Le consensus a été difficile à trouver autour du nouveau premier ministre. Le parti islamiste Ennahdha, large vainqueur des premières élections post-Ben Ali, a tenté de préserver ses positions, mais il a été contraint de céder du terrain, face aux demandes internes et externes. Maintenu sous une pression constante de l’opposition libérale, Ennahdha a rapidement admis qu’il ne pouvait gouverner seul, d’autant plus que le cas égyptien, où des islamistes sont arrivés au pouvoir par les urnes, a montré que l’expérience tunisienne pouvait tourner à tout moment. En Tunisie même, la conjoncture n’était guère favorable. L’assassinat de deux dirigeants de l’opposition a cristallisé les mécontentements, et place le parti de rached Ghannouchi dans une position intenable.
Les concessions d’Ennahdha
Ennahdha avait cédé, dans un premier temps, en acceptant de changer un premier ministre fortement décrié, Hamdi Jebali, pour le remplacer par son ministre de l’intérieur, Ali Laarayedh, appelé à sévir face aux islamistes radicaux. Mais Laaryedh était à son tour remis en cause, alors que le pays peinait à trouver un accord sur la nouvelle constitution.

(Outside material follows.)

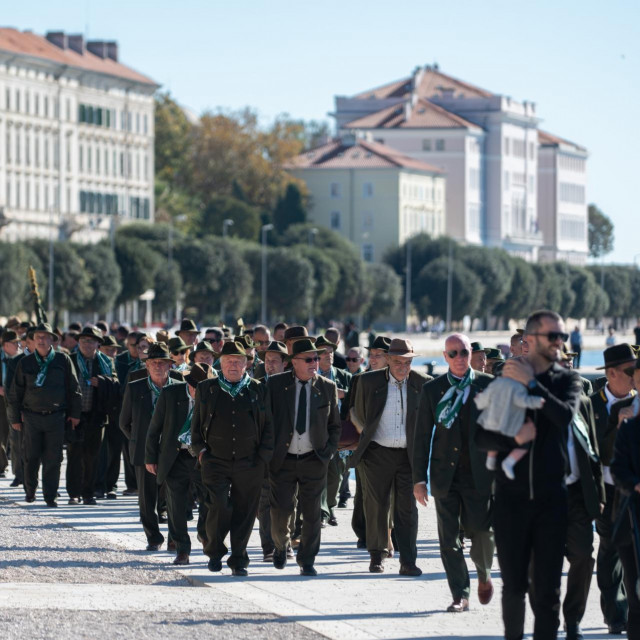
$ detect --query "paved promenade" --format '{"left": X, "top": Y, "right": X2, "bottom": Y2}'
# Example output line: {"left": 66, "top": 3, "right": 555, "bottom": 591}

Ennadha a finalement choisi d’éviter la confrontation. Le parti islamiste a cédé sur la constitution, en acceptant que la liberté de conscience soit reconnue. Dans le même temps, il acceptait de céder le gouvernement à une équipe moins marquée politiquement. Et c’est finalement Mehdi Jomma, 52 ans, ancien ministre de l’industrie, qui est chargé de former un gouvernement « neutre ». Mais celui-ci a aussitôt souligné le caractère empoissé du cadeau qui lui était offert. Il a promis de « faire tout ce qui est possible », mais a tout de suite prévenu : il ne faut pas attendre de miracles ».
Une marge très réduite
Cette prudence est liée à deux facteurs. La situation politique interne est encore confuse. Les négociations vont se poursuivre pour élaborer la nouvelle constitution, et il est probable qu’Ennahdha, qui poursuit sa mutation politique, lâchera encore du lest, en espérant reprendre la main lors des élections. Quant à la situation économique, elles est encore plus compliquée, avec un tourisme sinistré, une croissance en berne et des perspectives peu encourageantes.
A cela s’ajoute la menace d’un terrorisme qui plane sur la Tunisie. Pour l’heure, les actes terroristes semblent se limiter au mont Chaambi, près de la frontière algérienne, mais l’assassinat de deux opposants, Chokri Belaïd et Mohamed Brahmi, a montré que la dérive est toujours possible.
La Tunisie peut toutefois compter sur deux atouts importants : l’habileté politique du président Moncef Marzouki, et le soutien de puissances influentes, intéressées par le succès de l’expérience tunisienne.